In mathematics there are no numbers, but only some specific sets with the word ‘numbers’ in their names. Similarly, in C programming language and many others there are different numbers for use in different situations. The aim of this post is to compare them and show when they might be useful.
We assume that integers are a countable set of all natural numbers (zero and every successor of a natural number) with positive or negative sign and unsigned zero. This is clearly not possible to represent exactly in digital way in a finite amount of silicon, so ordinary computers don’t use these numbers.
The simplest value in a classical computer is a bit representing one of two values. For the most typical use of a single bit the bool type from the C99 standard is used, with the values named true and false (C++ also has this type). Although it stores a single bit of information, it is usually aligned to at least a byte, so sometimes bit fields are used instead, leading to more complicated code using less memory.

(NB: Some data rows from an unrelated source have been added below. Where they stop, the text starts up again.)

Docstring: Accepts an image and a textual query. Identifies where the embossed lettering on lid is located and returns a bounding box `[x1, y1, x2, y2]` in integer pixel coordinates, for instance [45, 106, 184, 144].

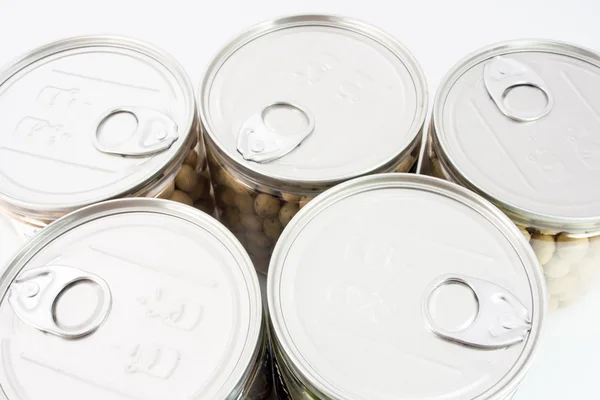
[0, 199, 262, 400]
[434, 41, 600, 229]
[0, 37, 195, 220]
[200, 15, 428, 182]
[267, 174, 545, 400]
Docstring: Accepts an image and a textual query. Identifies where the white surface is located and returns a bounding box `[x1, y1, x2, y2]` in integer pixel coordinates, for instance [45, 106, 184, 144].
[0, 39, 194, 219]
[268, 180, 543, 400]
[435, 45, 600, 225]
[200, 15, 427, 182]
[0, 0, 600, 400]
[0, 206, 261, 400]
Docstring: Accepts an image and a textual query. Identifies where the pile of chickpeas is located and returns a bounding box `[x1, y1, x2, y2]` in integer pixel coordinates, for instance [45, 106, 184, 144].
[207, 147, 418, 274]
[156, 142, 215, 215]
[519, 227, 600, 311]
[427, 141, 600, 311]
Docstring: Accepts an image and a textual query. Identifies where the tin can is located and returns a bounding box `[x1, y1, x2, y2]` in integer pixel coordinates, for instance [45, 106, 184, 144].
[428, 40, 600, 310]
[199, 15, 428, 273]
[0, 214, 24, 273]
[267, 174, 546, 400]
[0, 198, 272, 400]
[0, 36, 214, 241]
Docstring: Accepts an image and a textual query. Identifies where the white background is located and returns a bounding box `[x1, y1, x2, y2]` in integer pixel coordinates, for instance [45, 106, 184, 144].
[0, 0, 600, 400]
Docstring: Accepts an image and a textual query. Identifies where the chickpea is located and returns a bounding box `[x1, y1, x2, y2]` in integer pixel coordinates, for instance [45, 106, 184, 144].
[543, 255, 571, 278]
[234, 193, 254, 214]
[183, 150, 198, 170]
[254, 193, 281, 217]
[216, 186, 235, 207]
[279, 203, 300, 228]
[189, 175, 210, 201]
[241, 214, 262, 231]
[556, 233, 590, 262]
[263, 217, 283, 242]
[519, 226, 531, 241]
[531, 233, 556, 265]
[175, 164, 198, 192]
[224, 208, 242, 232]
[546, 273, 577, 296]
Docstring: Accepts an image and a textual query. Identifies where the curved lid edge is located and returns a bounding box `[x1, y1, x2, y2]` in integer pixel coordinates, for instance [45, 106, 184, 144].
[0, 35, 197, 221]
[197, 14, 429, 187]
[429, 39, 600, 231]
[0, 198, 264, 400]
[267, 173, 547, 400]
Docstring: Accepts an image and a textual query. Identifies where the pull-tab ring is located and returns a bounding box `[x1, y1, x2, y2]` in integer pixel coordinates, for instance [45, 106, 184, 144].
[237, 101, 315, 163]
[92, 107, 178, 156]
[423, 274, 531, 349]
[483, 56, 554, 122]
[8, 265, 112, 339]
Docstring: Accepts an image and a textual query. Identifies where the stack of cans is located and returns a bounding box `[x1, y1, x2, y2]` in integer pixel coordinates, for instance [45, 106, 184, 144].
[0, 15, 600, 400]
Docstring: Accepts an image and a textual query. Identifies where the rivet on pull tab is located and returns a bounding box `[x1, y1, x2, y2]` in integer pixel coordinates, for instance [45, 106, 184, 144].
[423, 274, 531, 349]
[92, 107, 178, 156]
[237, 102, 315, 163]
[8, 265, 112, 339]
[483, 56, 554, 122]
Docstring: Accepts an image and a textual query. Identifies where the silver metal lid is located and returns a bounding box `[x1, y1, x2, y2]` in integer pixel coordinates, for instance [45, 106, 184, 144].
[267, 174, 546, 400]
[433, 40, 600, 230]
[0, 199, 262, 400]
[199, 15, 428, 189]
[0, 37, 195, 220]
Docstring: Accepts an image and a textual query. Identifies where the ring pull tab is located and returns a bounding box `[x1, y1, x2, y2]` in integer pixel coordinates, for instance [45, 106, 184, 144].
[8, 265, 112, 339]
[423, 274, 531, 349]
[483, 56, 554, 122]
[237, 101, 315, 163]
[92, 107, 178, 156]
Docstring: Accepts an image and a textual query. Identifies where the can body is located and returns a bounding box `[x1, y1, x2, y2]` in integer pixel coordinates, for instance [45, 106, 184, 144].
[426, 41, 600, 310]
[0, 36, 214, 244]
[240, 322, 273, 400]
[0, 198, 273, 400]
[207, 143, 419, 274]
[199, 15, 427, 274]
[267, 174, 546, 400]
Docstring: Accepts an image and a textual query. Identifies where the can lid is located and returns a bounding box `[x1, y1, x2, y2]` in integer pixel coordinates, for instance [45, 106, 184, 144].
[0, 199, 262, 400]
[0, 37, 195, 220]
[433, 40, 600, 230]
[0, 214, 25, 273]
[267, 174, 545, 400]
[199, 15, 428, 185]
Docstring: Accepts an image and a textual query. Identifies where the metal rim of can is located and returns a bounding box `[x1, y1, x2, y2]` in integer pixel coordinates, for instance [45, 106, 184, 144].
[0, 35, 198, 222]
[429, 39, 600, 232]
[197, 14, 429, 192]
[266, 173, 547, 400]
[0, 198, 266, 400]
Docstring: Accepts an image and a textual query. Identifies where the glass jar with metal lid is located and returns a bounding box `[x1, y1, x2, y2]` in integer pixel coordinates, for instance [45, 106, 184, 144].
[267, 174, 546, 400]
[0, 37, 214, 241]
[0, 198, 272, 400]
[199, 15, 428, 273]
[428, 40, 600, 310]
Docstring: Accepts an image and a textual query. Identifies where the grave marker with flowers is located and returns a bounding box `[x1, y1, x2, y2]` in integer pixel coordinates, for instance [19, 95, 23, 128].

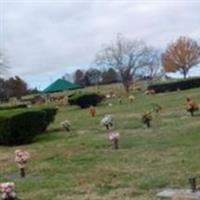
[108, 132, 120, 149]
[0, 182, 17, 200]
[142, 112, 152, 128]
[60, 120, 71, 132]
[15, 149, 30, 178]
[101, 115, 113, 130]
[128, 95, 135, 103]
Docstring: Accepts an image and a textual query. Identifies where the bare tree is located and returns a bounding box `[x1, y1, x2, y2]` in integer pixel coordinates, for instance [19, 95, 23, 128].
[162, 37, 200, 78]
[0, 52, 9, 75]
[95, 35, 158, 92]
[141, 48, 164, 81]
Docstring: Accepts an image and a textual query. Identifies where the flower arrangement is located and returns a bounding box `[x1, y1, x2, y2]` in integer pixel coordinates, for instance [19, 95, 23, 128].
[101, 115, 113, 130]
[128, 95, 135, 103]
[145, 89, 156, 95]
[0, 182, 16, 200]
[186, 97, 199, 116]
[118, 97, 122, 104]
[108, 132, 120, 149]
[90, 106, 96, 117]
[60, 120, 71, 131]
[142, 112, 152, 128]
[15, 149, 30, 178]
[152, 104, 162, 113]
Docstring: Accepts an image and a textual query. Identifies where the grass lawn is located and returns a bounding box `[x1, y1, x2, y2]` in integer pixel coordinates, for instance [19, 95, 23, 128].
[0, 85, 200, 200]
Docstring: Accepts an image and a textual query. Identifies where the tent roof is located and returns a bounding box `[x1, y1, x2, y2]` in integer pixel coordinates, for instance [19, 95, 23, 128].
[43, 79, 82, 93]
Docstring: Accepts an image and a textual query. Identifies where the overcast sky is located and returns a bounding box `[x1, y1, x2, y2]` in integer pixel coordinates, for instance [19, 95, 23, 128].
[0, 0, 200, 88]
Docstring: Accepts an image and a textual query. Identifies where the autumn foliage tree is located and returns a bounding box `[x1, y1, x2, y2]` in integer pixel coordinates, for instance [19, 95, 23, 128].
[95, 34, 159, 92]
[162, 37, 200, 78]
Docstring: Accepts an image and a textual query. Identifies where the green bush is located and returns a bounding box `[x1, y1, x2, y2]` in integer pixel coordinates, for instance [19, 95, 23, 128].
[68, 93, 104, 108]
[148, 78, 200, 93]
[0, 104, 27, 110]
[0, 108, 56, 145]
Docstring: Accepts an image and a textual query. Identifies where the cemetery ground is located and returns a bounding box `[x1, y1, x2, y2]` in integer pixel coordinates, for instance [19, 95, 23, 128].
[0, 88, 200, 200]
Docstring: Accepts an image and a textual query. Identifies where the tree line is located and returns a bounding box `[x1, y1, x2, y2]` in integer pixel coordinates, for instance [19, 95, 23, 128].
[0, 76, 38, 101]
[74, 34, 200, 92]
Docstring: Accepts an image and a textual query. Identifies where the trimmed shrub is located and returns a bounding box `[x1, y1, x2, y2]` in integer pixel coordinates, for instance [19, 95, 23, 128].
[68, 93, 104, 108]
[42, 107, 58, 131]
[148, 78, 200, 93]
[0, 108, 57, 145]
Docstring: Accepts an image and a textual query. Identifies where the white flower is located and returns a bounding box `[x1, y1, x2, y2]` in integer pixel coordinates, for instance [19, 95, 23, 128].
[15, 149, 30, 168]
[108, 132, 120, 141]
[0, 182, 16, 199]
[60, 120, 71, 129]
[101, 115, 113, 126]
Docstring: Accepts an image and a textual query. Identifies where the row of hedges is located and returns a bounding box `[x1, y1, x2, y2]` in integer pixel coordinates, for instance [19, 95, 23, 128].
[148, 78, 200, 93]
[0, 108, 57, 145]
[68, 92, 104, 108]
[0, 104, 27, 110]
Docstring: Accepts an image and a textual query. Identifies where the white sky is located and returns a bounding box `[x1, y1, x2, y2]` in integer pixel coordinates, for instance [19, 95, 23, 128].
[0, 0, 200, 88]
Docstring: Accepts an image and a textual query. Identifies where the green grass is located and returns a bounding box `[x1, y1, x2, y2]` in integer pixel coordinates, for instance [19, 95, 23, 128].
[0, 86, 200, 200]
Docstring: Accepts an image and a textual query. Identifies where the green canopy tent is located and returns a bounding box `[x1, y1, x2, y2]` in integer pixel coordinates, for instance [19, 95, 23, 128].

Therefore integers modulo a large number are used instead. For large values they are very unintuitive, as shown in an XKCD comic.
A non-negative integer is simply represented in binary as several bits. For this the types unsigned char (typically one octet), unsigned short (usually 16 bits), unsigned int (usually 32 bits), and unsigned long (64 bits on 64 bit architectures or 32 bits else) are used.
The methods for representing negative numbers are interesting. Some lead to a negative zero, others make more negative numbers than positive numbers (usually I would write ‘ones’ instead of the second ‘numbers’ here, but it could mean that in these systems there are at least two negative numbers). C represents these numbers as the above without unsigned or with signed instead. Many other programming languages do not have separate types for non-negative numbers.
An interesting algorithm showing the difference in different integer representations is presented by William Gosper in the HAKMEM, item 154 (page 74).